CAV-1 is involved in lipogenesis and adipogenic processes as CAV-1 mRNA [46]., and CAV-1 can functionally suppress transforming growth factor-beta (TGF-β) by modifying the phosphorylation state of SMAD., Another potential mechanism is that the interaction between CAV-1 with transforming growth factor-beta type 1 receptor (TαR-1) may influence TGF-β inhibition [47]. Further, CAV-1 can impact cytokine signaling by interactions with the Janus kinase (JAK) family, cytokine receptors, and the proteasome pathway [15, 48].

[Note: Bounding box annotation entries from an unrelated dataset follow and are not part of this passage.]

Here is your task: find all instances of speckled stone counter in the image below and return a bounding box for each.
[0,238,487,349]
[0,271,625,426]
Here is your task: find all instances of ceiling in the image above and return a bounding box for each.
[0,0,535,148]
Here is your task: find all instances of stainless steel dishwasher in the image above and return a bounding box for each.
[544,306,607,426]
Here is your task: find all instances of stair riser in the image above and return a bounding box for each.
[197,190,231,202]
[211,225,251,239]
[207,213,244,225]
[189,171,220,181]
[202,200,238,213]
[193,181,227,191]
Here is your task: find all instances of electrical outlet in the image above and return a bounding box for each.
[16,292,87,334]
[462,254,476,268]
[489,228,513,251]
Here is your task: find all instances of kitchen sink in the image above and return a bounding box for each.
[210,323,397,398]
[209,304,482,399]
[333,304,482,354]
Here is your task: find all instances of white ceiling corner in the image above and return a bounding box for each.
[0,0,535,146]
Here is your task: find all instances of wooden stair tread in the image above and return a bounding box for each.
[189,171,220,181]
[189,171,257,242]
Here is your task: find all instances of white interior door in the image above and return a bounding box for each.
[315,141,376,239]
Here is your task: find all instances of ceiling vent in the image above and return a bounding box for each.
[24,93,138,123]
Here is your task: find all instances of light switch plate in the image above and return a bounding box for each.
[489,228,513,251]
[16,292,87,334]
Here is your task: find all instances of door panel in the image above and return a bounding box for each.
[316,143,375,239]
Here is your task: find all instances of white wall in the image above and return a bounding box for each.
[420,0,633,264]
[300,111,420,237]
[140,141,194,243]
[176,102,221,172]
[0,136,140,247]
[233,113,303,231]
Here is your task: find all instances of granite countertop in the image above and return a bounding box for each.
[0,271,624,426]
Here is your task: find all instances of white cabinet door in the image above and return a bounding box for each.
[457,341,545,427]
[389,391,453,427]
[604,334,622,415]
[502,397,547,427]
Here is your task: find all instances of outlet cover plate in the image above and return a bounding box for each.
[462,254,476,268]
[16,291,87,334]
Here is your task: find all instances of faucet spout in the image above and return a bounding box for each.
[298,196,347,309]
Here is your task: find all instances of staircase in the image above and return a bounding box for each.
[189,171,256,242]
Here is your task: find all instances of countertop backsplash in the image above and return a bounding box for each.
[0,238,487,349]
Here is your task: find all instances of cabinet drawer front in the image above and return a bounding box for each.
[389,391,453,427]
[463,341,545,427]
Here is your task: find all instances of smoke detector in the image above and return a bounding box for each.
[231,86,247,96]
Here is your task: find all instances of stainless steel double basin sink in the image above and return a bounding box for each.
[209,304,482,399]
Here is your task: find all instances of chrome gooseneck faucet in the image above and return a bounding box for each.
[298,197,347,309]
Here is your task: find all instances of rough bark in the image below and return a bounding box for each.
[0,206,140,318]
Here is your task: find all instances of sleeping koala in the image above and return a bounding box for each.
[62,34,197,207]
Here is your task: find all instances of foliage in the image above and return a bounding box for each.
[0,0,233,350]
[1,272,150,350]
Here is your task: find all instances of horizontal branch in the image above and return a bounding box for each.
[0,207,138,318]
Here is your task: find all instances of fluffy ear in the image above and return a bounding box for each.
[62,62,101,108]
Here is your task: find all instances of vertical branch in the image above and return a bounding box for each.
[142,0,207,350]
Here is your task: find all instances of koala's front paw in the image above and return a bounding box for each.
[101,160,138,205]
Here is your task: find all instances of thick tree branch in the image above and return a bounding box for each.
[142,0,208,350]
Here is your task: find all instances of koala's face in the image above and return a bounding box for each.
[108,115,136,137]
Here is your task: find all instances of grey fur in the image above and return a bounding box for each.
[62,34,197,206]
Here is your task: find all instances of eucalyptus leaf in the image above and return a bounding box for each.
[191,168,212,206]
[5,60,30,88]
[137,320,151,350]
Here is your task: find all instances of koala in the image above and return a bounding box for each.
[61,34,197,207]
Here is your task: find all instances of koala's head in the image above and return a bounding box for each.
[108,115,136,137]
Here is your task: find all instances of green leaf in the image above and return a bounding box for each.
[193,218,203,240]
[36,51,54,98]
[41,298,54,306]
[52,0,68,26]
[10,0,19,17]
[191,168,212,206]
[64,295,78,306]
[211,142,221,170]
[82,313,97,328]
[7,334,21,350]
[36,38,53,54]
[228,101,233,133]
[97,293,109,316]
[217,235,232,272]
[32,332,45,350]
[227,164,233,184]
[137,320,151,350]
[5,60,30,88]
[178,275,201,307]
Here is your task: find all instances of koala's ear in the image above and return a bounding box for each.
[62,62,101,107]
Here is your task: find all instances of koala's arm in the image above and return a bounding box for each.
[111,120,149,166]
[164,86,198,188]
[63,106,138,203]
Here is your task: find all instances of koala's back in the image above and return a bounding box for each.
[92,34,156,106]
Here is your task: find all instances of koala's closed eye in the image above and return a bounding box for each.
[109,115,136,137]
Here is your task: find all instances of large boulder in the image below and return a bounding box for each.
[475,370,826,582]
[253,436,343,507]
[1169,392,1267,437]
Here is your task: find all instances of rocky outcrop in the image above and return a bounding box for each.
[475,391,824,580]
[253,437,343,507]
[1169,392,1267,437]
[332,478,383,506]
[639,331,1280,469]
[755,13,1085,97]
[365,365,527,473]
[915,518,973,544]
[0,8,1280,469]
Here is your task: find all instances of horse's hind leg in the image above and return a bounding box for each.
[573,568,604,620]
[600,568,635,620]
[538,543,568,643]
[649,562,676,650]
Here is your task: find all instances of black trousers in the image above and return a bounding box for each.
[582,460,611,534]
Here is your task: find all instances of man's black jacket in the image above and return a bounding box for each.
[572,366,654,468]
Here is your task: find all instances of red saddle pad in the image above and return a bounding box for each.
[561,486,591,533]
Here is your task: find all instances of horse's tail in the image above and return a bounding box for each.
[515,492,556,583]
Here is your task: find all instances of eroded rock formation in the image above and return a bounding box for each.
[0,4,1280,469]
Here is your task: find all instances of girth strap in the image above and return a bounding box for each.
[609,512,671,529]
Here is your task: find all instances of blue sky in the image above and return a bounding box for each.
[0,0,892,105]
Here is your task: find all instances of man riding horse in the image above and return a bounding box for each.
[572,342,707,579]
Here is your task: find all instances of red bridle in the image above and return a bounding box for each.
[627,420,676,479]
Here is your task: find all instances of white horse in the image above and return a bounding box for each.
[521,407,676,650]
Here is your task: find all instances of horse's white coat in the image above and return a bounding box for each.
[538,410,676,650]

Several limitations in the present study must be considered when interpreting our findings. This study was cross-sectional, thereby precluding causal inferences from being drawn. Next, the sample size used to conduct this study was small, and we used an FFQ to investigate the intakes of subjects, which, given its’ self-reported nature, may be influenced by recall bias. Furthermore, this study was conducted only on women, so the results may not generalize to all sexes. Nevertheless, despite the noted limitations, our study has numerous strengths, including; this is, to our knowledge, the first study to have investigated the interaction between CAV-1 genotypes with dietary fat quality indexes on VAI and BAI among overweight and obese women, moreover; we used detailed genetic factors in the study. Further, since we only conducted this study on women, greater specificity and insight may be gleaned.

Conclusion

Based on the present study’s finding, it appears that probably there may be an interaction between CAV-1 genotypes with dietary quality fat indexes and an association with VAI and BAI among overweight and obese women. Two risk alleles (AA) significantly interacted with CSI and W6/W3 ratio consumption and impacted BAI and VAI. In addition, we saw an association between the AG genotype and VAI. Nevertheless, we recommend that more studies be done in this area to confirm the integrity of our findings.